Cue the elephant! (I truly love elephants—I am only using this metaphor because it helps to explain the consequences of a closed adoption.) In my closed adoption, the elephant in the room was the secrecy of all identities. No one in the adoption triangle, not the infant, birthparents, nor adoptive parents had the right to each others’ identifying information.
As an adult, I was told by the adoption agency that my records were sealed, I had a new life, and I should accept the fact that the files would never be opened. In fact, it was against the law for the agency to give me identifying information from my file. I was an adult adoptee, no longer a relinquished infant, and I was asking for my original identity. This was against the law!
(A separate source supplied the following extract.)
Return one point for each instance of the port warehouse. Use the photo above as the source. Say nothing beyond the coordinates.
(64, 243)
The elephant in the room caused great anguish. In addition to my original identity, my parents and I never talked about genetic traits. We pretended that my adoption did not exist. If the adoption had been open, who knows? I might have known my birthparents before I reached adulthood. Imagine, I might not have had to search at all!
In my early 30s, I decided it was time—time to confront the forces of the closed adoption laws and learn about my birthparents and my heritage. I discovered my fierce determination and curiosity to find answers. My search was off and on over the years, but I never gave up!